General Rules for Negligence
- there is a duty to the victim;
- the duty is breached;
- the breach causes an injury;
- the victim suffers damages.
Every business has a duty to protect its customers and others from harm. Thus, the spilled bottle of olive oil in the grocery store must be cleaned up as soon as possible, before someone slips on it and hurts himself. But when a third party—a criminal—is the direct cause of the injury, a business can still be held liable if the failure to provide adequate security was a substantial contributing cause to the victim’s injury.
Was Criminal Conduct Foreseeable?
The primary issue in finding liability in a Miami negligent security case is foreseeability. Foreseeability concerns whether the business has taken adequate steps to guard its customers against any criminal conduct that can be reasonably anticipated. If a Miami business has never experienced any crimes on its premises and the surrounding area is relatively crime free, and if the business utilizes stringent security measures, such as monitored cameras, security guards, adequate lighting, secure doors and gates, and an alarm system, chances are, it will not be liable for any criminal conduct on its premises because the crime in question was not reasonably foreseeable, given the history of the area and the measures were taken by the business to prevent crimes from being carried out on its premises.

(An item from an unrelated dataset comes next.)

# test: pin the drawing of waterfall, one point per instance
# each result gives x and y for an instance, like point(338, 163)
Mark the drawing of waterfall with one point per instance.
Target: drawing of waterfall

However, most businesses are not so careful about protecting their customers from crime. This is especially true in challenging economic times. We have found that the first thing to get cut is the security budget. This includes everything from not doing a security analysis prior to opening a location to firing security personnel. These cases make for compelling arguments when companies choose profits over safety. Additionally, some businesses, even if they take some security measures, do not do enough, or fail to maintain security on a consistent basis. Perhaps they frequently failed to replace light bulbs that had burned out in stairwells or other traffic areas or did not replace or fix broken locks, gates, or fences. Maybe they let the shrubbery become overgrown, providing convenient hiding places for criminals to lie in wait for a victim. Or they did not adequately screen an employee who had a criminal history or did not train a new employee on what steps they must take in the event of a crime. Even a business that implements and maintains security measures may be liable if they fail to take additional measures in the wake of an increase in crime in the area, or become aware of certain types of crimes that are occurring, for which different security steps would be more appropriate.